(ブルームバーグ):岸田文雄前首相は、新NISA(少額投資非課税制度)によって進んだ「貯蓄から投資へ」の流れを加速させるため、同制度の改良とiDeCo(個人型確定拠出年金)の抜本的改革が年末の税制改正での「大きなポイント」になるとの見方を示した。

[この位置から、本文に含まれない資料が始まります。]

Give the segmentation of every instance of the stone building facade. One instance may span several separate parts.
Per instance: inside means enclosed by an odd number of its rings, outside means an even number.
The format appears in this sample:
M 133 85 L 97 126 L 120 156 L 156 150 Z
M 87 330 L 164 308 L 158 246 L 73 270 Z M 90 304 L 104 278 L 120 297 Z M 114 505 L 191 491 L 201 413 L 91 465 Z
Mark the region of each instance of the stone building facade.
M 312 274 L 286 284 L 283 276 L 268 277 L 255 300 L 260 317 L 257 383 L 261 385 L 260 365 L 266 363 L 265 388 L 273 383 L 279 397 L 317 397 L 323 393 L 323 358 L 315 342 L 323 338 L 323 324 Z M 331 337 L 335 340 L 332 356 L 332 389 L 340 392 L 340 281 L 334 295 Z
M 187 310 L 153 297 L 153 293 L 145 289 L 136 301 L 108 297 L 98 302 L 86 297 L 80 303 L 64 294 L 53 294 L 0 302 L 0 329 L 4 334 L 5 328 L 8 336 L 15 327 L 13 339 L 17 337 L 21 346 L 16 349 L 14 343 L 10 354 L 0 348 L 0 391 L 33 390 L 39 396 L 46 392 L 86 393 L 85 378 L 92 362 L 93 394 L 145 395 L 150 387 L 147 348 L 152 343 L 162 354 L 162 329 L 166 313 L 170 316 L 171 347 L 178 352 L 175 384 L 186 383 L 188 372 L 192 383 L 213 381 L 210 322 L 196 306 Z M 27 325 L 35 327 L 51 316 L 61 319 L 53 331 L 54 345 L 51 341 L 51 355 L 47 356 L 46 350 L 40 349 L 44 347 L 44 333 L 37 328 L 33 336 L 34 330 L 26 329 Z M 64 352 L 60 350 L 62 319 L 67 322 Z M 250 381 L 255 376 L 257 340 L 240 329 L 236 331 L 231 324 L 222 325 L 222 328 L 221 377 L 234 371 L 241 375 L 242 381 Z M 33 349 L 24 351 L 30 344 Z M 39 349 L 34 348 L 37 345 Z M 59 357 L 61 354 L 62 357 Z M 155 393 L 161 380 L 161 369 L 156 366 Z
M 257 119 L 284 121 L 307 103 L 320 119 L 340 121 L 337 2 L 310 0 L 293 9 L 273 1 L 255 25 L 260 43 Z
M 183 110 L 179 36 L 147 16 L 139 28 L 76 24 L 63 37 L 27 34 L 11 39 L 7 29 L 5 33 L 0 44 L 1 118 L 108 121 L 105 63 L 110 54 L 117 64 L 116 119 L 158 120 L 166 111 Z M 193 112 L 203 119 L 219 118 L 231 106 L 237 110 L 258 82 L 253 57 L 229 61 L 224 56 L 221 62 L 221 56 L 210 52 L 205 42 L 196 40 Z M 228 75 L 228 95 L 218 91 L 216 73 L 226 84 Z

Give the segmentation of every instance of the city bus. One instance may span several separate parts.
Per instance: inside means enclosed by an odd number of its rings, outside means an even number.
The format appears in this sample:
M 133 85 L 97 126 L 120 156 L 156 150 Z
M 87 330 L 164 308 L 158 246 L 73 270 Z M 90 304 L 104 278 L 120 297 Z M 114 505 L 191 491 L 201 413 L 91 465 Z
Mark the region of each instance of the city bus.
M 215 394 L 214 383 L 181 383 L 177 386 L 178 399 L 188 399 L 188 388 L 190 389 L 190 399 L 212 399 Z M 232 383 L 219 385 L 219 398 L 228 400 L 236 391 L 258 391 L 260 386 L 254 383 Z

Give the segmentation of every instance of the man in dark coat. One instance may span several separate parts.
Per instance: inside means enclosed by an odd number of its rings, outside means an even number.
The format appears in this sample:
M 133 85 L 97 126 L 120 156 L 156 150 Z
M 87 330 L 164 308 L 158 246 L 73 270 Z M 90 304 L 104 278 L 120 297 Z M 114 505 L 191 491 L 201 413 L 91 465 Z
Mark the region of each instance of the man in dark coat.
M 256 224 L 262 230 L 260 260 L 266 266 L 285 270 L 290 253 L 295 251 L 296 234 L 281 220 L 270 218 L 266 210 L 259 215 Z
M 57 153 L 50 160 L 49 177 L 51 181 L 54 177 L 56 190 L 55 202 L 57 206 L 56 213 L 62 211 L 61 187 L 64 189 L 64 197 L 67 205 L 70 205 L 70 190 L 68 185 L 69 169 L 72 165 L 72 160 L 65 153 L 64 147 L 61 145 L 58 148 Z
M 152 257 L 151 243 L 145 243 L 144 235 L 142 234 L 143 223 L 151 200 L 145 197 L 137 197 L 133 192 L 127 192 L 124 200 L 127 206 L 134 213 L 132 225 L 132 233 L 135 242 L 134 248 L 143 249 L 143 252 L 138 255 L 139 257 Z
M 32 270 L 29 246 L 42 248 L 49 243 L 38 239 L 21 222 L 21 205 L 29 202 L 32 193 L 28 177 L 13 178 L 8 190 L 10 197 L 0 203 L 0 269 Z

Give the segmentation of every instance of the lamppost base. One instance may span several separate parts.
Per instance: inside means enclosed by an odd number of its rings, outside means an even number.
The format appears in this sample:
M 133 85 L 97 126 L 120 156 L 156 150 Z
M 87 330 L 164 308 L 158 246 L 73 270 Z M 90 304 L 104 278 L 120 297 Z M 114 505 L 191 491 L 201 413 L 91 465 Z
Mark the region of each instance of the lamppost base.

岸田氏は5日、ブルームバーグのインタビューで、動きは「始まったところ」であり、「問題はこれを持続できるか」だと指摘。今年1月に開始した新NISAにiDeCoを加えた「2本柱」で進める考えを鮮明にした。
岸田政権はデフレ経済からの脱却を目指した「新しい資本主義」を掲げ、33年ぶりの高い賃上げ水準や国内総生産(GDP)600兆円を実現させた。石破茂首相は経済政策で岸田政権の路線を継承する姿勢を明確にしている。岸田氏は新NISAに続く改革を推進することで資本市場の活性化を図り、政策面で政権を支援する姿勢を示した形だ。
確定拠出年金の大幅拡充を緊急提言-岸田前首相ら資産運用立国議連
1月に制度改革が実行されたNISAは利用者が急増したが、年後半にさしかかると新規口座開設のペースは鈍化している。ただ、日本銀行が掲げる2%の物価目標実現を見据える中、岸田氏は物価上昇により投資に資金がシフトする機運は維持されると指摘。今は国民に資産形成を促す「好機」との認識とも述べ、「5年間で3400万口座」の政府目標達成に自信を示した。

資産運用立国議連
岸田氏は自民党の資産運用立国を進める議員連盟の会長を務めている。岸田政権下での取り組みは、米ブラックロックのラリー・フィンク最高経営責任者(CEO)が昨年10月、「日本は驚異的な経済的変貌の途上にある」と評価。同議連で海外投資家との対話のあり方などをまとめた提言を来年3月にも政府に提出する。
岸田氏は貯蓄から投資への取り組みを「国際社会にアピールする必要がある」と強調。石破政権には同時に、労働市場改革や半導体など戦略物資への重点投資も求めていく方針で、「日本全体の資金の流れを変える」と述べた。「努力を続ければ、日本市場の魅力は高まり続ける」との見方も示した。
資産運用立国へ、日本経済は「驚異的に変貌」-ブラックロックCEO

日韓関係
岸田政権は元徴用工問題などで戦後最悪ともいわれた日韓関係を改善させた。尹錫悦大統領との間で互いの国を頻繁に訪問する「シャトル外交」を再開。石破首相も既に2回首脳会談を開いた。ただ、戒厳令宣布と解除による政治的混乱で、野党が尹大統領への弾劾訴追案を国会に提出しており、日韓関係の先行きも不透明となっている。
岸田氏は「韓国の政治が安定していくことは、日韓関係を前に進めていくためにも大事だ」と指摘。早期の混乱収拾への期待感を示し、経済・外交・安全保障面で日韓が連携して対応する環境作りに自らも尽力する考えを示した。国際社会が「ポスト冷戦時代後の新たな秩序を模索」する中、日韓が協調していく努力が必要と訴えた。
トランプ政権
米国では来年1月に第2次トランプ政権が発足する。岸田氏は米新政権の外交政策は、国際協調から「2国間の駆け引き」に軸足が移る可能性を指摘。日本は米国への最大の投資国であり、「米経済社会に大きなプラスになる」存在だと理解を得る対話が必要だと述べた。
日米関係が、経済・安全保障の「基軸」であるとの考えを示し、環境整備に向けて国会議員の1人として「汗をかきたい」との姿勢も示した。
日本製鉄によるUSスチールの買収計画については、「具体的言及は控えるべき」だとしながらも、「日本企業は米国の雇用創出に貢献している」と言及。米側には日米経済連携の「未来の姿にマイナスにならない判断をしていただきたいと強く願っている」と述べた。